The Guardian (surprise!) has an author who’s pulling the panic switch, this time on the reduction of oxygen in the atmosphere.
The author’s premise– increased CO2 in the atmosphere and decreased forests = a fatal decline in oxygen concentrations.
The problem is interesting, and blaming internal combustion is almost silly. The global concentration of CO2 on the planet is 345 ppm (or, 0.0345%). Let’s assume for arguments sake that all 345 ppm is from petroleum burning (which we know it’s not). Now, the molar ratio of carbon to oxygen is 1:2, so it takes two moles of oxygen to bind to one mole of carbon.
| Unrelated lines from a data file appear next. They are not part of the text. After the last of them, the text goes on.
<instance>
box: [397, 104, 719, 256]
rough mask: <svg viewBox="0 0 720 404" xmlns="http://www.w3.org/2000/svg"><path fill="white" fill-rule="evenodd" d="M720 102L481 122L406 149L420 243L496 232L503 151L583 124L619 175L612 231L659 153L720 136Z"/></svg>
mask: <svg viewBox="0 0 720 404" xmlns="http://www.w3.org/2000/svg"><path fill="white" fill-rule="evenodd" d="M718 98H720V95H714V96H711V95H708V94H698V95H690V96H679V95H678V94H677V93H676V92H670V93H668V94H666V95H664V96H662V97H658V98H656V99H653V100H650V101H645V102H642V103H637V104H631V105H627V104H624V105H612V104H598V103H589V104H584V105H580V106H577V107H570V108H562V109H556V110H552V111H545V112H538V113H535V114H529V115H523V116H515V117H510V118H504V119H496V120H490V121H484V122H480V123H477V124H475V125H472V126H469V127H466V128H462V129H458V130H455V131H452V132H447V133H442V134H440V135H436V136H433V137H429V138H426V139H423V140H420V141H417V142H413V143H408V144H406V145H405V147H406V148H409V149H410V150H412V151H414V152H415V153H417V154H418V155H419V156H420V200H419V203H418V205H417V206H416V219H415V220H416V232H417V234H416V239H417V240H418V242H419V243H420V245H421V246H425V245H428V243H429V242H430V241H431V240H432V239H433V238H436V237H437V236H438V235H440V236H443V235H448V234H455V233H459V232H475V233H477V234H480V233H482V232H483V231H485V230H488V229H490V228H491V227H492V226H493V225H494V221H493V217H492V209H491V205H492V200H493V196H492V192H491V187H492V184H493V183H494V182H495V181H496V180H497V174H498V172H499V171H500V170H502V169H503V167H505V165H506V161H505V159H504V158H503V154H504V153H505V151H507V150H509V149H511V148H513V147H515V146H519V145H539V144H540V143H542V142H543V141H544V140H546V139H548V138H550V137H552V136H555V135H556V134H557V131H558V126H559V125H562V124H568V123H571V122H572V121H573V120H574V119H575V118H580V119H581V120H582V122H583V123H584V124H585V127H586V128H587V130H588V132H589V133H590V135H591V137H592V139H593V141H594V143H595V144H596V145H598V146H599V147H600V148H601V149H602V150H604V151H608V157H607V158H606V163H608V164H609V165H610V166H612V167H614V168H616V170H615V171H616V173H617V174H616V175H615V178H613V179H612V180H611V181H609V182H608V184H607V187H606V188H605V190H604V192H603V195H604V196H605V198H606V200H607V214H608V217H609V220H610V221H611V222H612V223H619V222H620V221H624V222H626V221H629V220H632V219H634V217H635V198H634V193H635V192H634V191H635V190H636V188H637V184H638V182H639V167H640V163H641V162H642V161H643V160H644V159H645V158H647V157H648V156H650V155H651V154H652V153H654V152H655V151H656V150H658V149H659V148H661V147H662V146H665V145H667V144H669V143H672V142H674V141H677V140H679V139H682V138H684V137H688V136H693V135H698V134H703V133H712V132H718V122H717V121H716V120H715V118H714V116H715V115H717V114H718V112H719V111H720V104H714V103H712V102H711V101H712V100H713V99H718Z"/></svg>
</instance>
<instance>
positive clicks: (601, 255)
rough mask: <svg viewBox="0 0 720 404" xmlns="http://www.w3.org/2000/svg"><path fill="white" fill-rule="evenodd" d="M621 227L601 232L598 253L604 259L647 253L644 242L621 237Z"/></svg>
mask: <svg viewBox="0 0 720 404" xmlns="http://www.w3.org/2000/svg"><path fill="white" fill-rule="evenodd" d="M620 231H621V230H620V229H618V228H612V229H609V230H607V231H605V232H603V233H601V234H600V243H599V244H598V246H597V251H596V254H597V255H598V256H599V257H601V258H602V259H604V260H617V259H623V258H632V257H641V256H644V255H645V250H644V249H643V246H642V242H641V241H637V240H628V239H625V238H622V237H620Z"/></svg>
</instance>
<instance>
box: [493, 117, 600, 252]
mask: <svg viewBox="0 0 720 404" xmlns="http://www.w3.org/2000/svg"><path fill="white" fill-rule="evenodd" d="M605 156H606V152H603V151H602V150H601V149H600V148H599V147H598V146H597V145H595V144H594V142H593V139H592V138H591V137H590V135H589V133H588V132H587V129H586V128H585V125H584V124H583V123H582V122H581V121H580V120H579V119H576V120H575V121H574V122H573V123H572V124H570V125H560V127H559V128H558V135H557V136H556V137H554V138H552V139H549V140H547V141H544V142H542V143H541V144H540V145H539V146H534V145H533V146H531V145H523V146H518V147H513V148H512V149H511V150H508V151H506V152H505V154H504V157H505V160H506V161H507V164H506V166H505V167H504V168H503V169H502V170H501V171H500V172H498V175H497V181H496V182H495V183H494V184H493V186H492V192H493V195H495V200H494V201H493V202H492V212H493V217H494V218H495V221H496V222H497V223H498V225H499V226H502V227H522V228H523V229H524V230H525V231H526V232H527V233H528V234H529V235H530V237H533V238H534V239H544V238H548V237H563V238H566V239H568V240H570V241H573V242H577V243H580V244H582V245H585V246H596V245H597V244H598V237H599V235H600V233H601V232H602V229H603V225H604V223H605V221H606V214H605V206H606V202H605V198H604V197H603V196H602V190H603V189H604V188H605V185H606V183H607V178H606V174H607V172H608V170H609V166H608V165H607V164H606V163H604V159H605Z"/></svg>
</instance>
So, if all 345 ppm of carbon come from burning, then it would remove a similar amount of oxygen from the atmosphere. In fact, to cause a percentage decrease in oxygen concentration on a global scale, there would have to be about 10000 ppm of CO2 in the atmosphere, or 1%.
Now, I’m being a little liberal with math here, and there are other variables. Depending on the hydrocarbon burned, the amount of oxygen varies, and there’s also generation of water, which consumes oxygen as well. But the amount of oxygen consumed per carbon is still minimal.
The panic sets in when the uniformed look at a molar equation. Octane is C8H18. To burn it in a balanced form you’d get the following equation. 2 C8H18 + 25 O2 –> 16 CO2 + 18 H2O. That is, to generate 34 moles of gas (CO2 and H2O), you need 25 moles of O2. The uniformed eye would look at the amount of oxygen consumed by the octane and start to panic– and it is quite a ratio! But the atmospheric concentrations is what you want to look at, and the amounts of CO2 in the atmosphere give away just how much oxygen is being consumed.
I think this statement in the article says it all:
I am not a scientist, but this seems a reasonable concern.
Well, I’m not a journalist, but I do believe you’re a moron.